Segundo avaliações técnicas, a medida foge do procedimento padrão adotado em operações policiais, nas quais provas físicas e digitais costumam ser encaminhadas diretamente para os setores de perícia da Polícia Federal. A principal preocupação envolve a preservação da chamada cadeia de custódia, conjunto de protocolos que assegura a integridade, rastreabilidade e confiabilidade das provas desde a apreensão até a análise técnica.
Peritos ouvidos pela imprensa especializada alertam que a ausência de informações claras sobre onde e como o material será armazenado, além de quem terá acesso aos dados, pode abrir margem para questionamentos futuros por parte das defesas.
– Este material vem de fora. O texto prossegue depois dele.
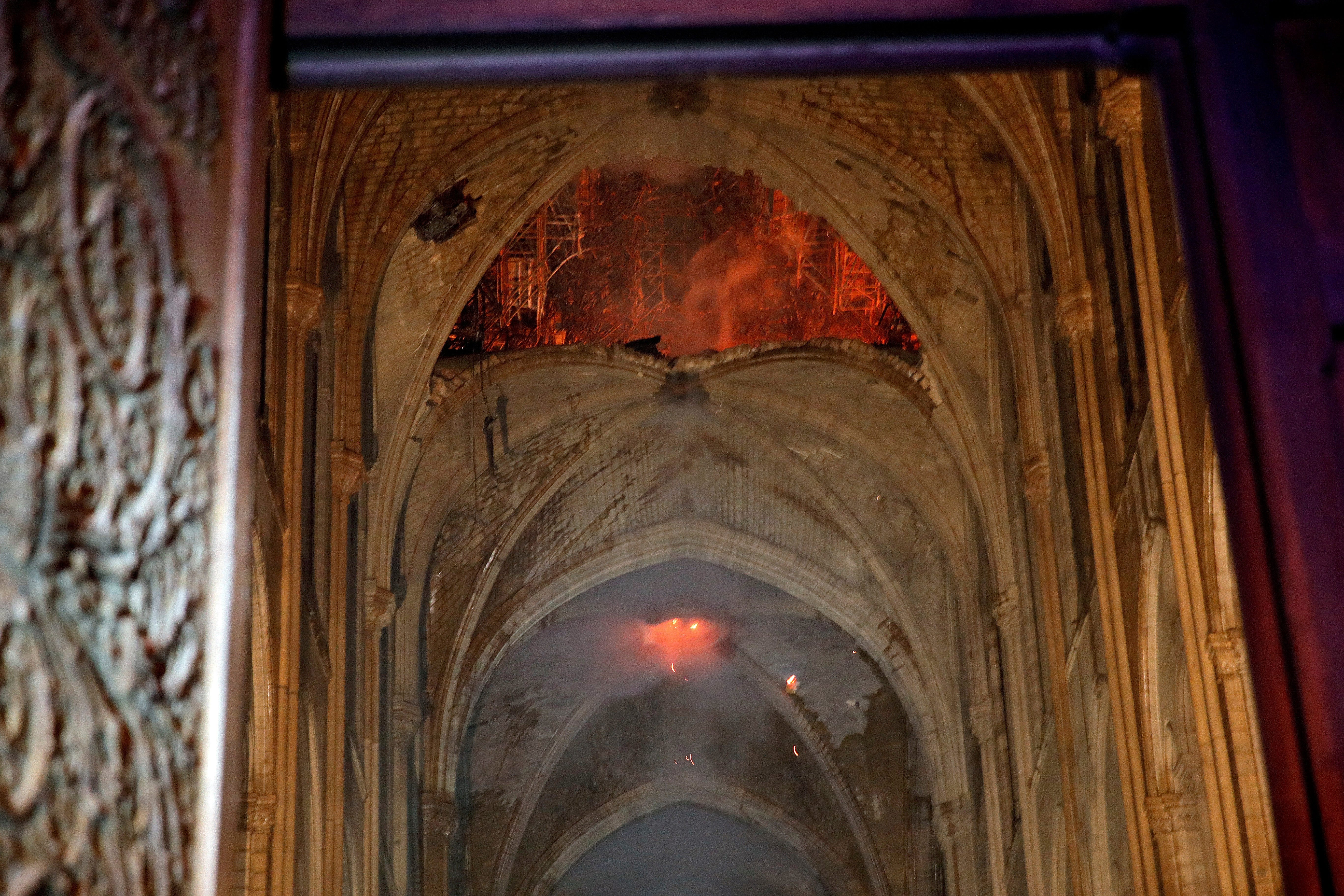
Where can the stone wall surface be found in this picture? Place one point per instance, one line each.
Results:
(996, 567)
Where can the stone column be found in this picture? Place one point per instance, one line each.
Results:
(260, 819)
(347, 475)
(955, 825)
(378, 604)
(1175, 823)
(1039, 491)
(1123, 119)
(303, 309)
(984, 726)
(439, 821)
(406, 721)
(1228, 651)
(1007, 610)
(1076, 320)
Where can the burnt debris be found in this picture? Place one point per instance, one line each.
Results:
(449, 213)
(647, 346)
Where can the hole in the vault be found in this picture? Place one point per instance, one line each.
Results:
(672, 260)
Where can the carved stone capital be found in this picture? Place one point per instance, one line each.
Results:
(378, 606)
(347, 471)
(261, 813)
(1074, 312)
(406, 721)
(1121, 109)
(953, 817)
(1007, 609)
(439, 815)
(1228, 651)
(984, 723)
(303, 304)
(1036, 473)
(1170, 813)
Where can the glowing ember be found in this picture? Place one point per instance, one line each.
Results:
(681, 637)
(708, 260)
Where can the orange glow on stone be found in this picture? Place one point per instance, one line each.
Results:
(682, 636)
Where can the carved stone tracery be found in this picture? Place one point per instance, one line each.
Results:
(1121, 109)
(107, 448)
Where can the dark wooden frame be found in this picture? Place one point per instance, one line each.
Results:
(1252, 252)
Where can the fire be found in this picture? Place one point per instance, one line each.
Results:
(708, 263)
(683, 643)
(679, 636)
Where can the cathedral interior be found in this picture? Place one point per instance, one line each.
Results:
(740, 488)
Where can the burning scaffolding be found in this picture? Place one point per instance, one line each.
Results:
(706, 260)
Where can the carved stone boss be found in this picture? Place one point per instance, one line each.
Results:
(107, 445)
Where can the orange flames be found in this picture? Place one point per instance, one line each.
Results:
(683, 643)
(706, 260)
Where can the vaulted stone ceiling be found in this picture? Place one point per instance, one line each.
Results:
(840, 511)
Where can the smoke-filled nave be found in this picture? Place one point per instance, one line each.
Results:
(787, 488)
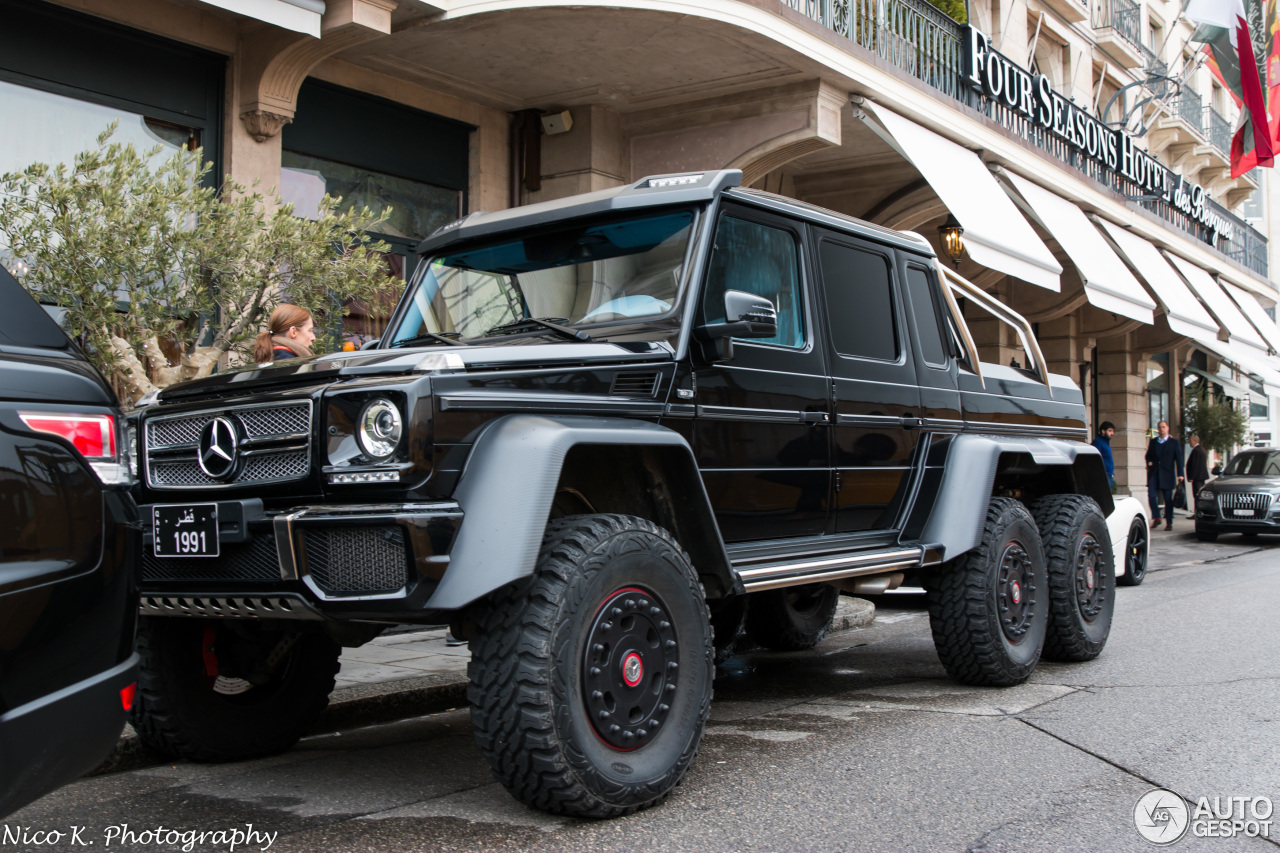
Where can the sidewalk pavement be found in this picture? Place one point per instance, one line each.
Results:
(415, 674)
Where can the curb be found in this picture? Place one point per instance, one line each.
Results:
(365, 705)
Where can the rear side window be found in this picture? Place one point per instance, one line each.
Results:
(760, 260)
(859, 301)
(926, 316)
(22, 320)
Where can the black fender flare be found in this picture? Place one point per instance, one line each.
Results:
(960, 507)
(508, 484)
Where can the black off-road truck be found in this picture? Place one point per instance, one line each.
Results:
(599, 434)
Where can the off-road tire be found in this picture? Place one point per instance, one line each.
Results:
(1080, 575)
(530, 664)
(964, 602)
(794, 617)
(177, 711)
(1137, 553)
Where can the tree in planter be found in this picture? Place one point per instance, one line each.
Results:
(141, 251)
(1219, 423)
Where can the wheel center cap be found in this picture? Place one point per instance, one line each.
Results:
(632, 669)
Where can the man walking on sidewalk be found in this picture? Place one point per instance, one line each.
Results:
(1106, 430)
(1164, 474)
(1197, 469)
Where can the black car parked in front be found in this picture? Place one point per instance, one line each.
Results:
(68, 541)
(1246, 498)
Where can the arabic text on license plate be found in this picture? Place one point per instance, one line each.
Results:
(186, 530)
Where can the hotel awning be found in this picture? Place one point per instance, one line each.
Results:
(298, 16)
(1107, 282)
(1256, 314)
(1184, 313)
(1234, 388)
(1246, 360)
(995, 233)
(1219, 304)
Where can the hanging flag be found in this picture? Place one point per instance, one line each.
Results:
(1240, 42)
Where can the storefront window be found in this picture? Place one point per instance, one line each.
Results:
(42, 127)
(417, 209)
(1258, 401)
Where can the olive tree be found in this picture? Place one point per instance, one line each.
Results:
(1219, 423)
(163, 276)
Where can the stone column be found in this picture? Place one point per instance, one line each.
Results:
(1123, 401)
(590, 155)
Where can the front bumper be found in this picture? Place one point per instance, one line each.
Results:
(58, 738)
(375, 562)
(1212, 516)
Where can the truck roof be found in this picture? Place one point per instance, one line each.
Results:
(653, 191)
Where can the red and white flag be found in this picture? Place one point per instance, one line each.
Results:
(1239, 39)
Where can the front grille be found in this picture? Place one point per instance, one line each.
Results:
(1257, 501)
(352, 561)
(274, 443)
(250, 561)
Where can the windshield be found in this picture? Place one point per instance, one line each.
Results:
(1266, 463)
(579, 274)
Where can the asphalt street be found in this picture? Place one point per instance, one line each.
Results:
(862, 744)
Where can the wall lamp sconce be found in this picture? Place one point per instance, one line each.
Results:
(952, 241)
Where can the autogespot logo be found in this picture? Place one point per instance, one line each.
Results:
(1161, 816)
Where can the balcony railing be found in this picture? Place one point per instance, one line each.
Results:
(1188, 106)
(1152, 64)
(1121, 16)
(1217, 129)
(924, 42)
(910, 33)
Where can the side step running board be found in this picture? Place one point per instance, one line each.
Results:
(808, 571)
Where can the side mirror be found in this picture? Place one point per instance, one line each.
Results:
(745, 316)
(749, 316)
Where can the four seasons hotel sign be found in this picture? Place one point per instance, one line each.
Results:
(1033, 97)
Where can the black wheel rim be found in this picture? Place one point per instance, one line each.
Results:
(630, 669)
(1091, 578)
(1136, 559)
(1015, 592)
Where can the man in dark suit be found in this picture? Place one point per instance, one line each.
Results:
(1197, 468)
(1164, 473)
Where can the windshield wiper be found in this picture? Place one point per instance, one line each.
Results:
(577, 334)
(430, 336)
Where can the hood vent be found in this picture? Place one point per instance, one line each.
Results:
(643, 383)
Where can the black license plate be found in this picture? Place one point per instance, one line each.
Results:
(186, 530)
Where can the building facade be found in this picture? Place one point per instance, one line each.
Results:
(1082, 147)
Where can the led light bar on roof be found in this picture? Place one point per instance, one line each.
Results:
(675, 181)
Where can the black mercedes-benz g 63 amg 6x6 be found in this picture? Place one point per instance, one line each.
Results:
(595, 437)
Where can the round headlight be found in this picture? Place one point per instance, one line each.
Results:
(379, 429)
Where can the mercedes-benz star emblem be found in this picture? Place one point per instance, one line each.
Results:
(218, 448)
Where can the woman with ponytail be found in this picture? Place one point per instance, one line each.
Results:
(288, 334)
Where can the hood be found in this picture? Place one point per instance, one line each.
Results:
(373, 363)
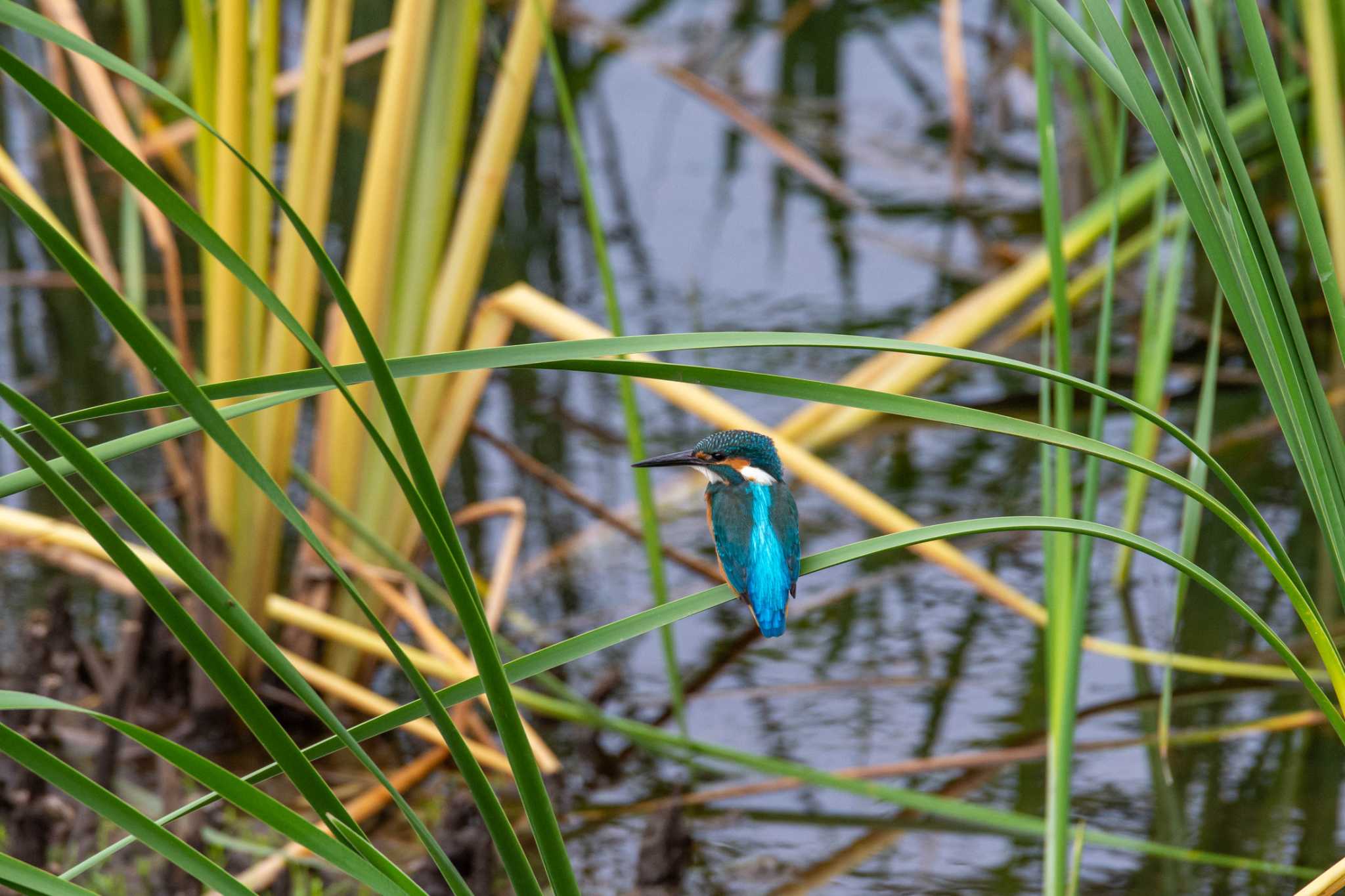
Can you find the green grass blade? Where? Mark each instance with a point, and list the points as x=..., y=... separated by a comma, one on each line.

Em casos que envolvem grande volume de dados digitais, o risco de perda de informações, acesso indevido ou até manipulação não pode ser descartado, caso os procedimentos técnicos não sigam rigorosamente os padrões estabelecidos.
A decisão de Toffoli ocorreu no contexto da segunda fase da operação Compliance Zero, que investiga suspeitas de irregularidades atribuídas ao ex-banqueiro Daniel Vorcaro, controlador do Banco Master. No mesmo despacho, o ministro criticou a atuação da Polícia Federal e cobrou explicações do diretor-geral da corporação sobre o cumprimento de prazos determinados anteriormente pelo STF.
Em nota, o gabinete de Toffoli afirmou que o acautelamento imediato das provas no Supremo tem como objetivo garantir a preservação do material apreendido, que posteriormente será submetido à perícia por autoridades competentes. Ainda assim, especialistas destacam que a medida pode gerar insegurança jurídica e alimentar debates sobre eventual nulidade processual, caso a defesa questione a lisura na guarda e no manuseio das provas.
O episódio adiciona mais um capítulo de tensão institucional a um caso que já mobiliza atenção nacional e reforça a importância do cumprimento rigoroso dos protocolos técnicos em investigações de grande complexidade.